Even if you don't use the offering, understanding it gives you ammunition to go to the vendor you do want to use and give it grief for not doing something similar if there are positive aspects to what Microsoft proposes. This is true of any vendor; closing your eyes is simply not the way to succeed in this business.


But, for something as broad-sweeping as "Dynamic IT," if you first don't have an idea how to make your organization strategic, there is nothing Microsoft or any other vendor can do to fix that problem. This is like being in a car race and not knowing what kind of race it is before contracting out a race car; chances are neither you nor your boss will like the result regardless of who builds the car.


With Dynamic IT, you are the cook. The result, "cake or crap," is nearly entirely up to you with a foundation on your organization's integration with your company, its strategy, and execution. The first step is fully understanding where you stand in the strategic future of your firm.

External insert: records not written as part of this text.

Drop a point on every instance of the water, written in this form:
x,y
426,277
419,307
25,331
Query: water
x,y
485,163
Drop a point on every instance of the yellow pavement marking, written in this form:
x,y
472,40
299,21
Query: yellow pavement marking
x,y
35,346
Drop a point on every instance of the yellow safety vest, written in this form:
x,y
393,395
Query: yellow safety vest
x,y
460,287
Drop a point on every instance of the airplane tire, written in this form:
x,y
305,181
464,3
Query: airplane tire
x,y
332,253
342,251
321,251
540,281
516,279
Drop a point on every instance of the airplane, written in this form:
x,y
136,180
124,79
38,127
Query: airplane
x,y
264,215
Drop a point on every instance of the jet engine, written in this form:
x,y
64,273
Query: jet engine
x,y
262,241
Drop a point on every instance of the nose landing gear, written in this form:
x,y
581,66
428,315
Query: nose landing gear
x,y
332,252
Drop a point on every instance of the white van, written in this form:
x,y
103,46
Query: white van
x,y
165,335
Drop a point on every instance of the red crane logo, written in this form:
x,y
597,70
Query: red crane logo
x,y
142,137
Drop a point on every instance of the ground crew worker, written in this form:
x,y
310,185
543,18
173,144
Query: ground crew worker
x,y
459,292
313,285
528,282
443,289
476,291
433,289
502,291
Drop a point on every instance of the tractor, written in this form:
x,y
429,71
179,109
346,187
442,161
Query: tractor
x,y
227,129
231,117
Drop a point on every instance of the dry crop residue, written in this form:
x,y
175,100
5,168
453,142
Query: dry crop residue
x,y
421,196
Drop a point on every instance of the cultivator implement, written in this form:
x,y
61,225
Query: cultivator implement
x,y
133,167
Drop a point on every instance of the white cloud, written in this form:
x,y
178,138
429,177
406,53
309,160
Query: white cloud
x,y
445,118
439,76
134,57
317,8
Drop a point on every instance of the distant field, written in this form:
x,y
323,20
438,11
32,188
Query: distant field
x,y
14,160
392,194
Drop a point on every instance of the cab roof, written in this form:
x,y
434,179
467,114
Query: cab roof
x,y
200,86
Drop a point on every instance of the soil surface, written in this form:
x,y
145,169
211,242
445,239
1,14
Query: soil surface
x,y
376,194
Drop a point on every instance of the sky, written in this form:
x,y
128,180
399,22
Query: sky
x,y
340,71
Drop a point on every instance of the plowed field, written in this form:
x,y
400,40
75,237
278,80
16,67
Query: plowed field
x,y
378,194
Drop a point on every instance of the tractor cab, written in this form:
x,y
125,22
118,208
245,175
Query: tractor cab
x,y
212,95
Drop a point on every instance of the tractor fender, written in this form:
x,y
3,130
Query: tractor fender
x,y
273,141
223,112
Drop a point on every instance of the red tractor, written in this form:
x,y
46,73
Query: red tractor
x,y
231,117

Then, once you know where you stand, if you engage with the vendor you must engage all the way. This doesn't mean you buy everything they suggest, that would be stupid, but it does mean you assure they know as much about your business as you can make possible, and you know as much about their solutions as you are capable of knowing. That includes making contact with early adopter accounts and working collaboratively with them as well as Microsoft to make sure your teams only learn on the job when they have no choice and not all of the time.


Wrapping Up: Strategic IT


In the end, if you can't think or be strategic then there is no vendor on the planet, Microsoft or otherwise, that can make that happen. One thing, however -- when any vendor presents you with this concept, ask them to demonstrate how strategic their own IT organization is, look for mistakes the company has made that their own IT organization could have prevented, and use that as a lever to get the vendor to pick up their game.


In the end, to make something like Dynamic IT work requires both of you, but you own the effort, and you need to know that not only is the vendor up to this, but you can "motivate" the vendor when they don't move correctly and your own staff when they are out of touch.


The result of becoming strategic is worth the effort because, if you ever want to be a CEO, it opens up that path and, even if you don't, the success you demonstrate should not only assure your career success it should assure the success of anyone who helps you succeed. To me, particularly the last benefit is worth any price -- even working with Microsoft.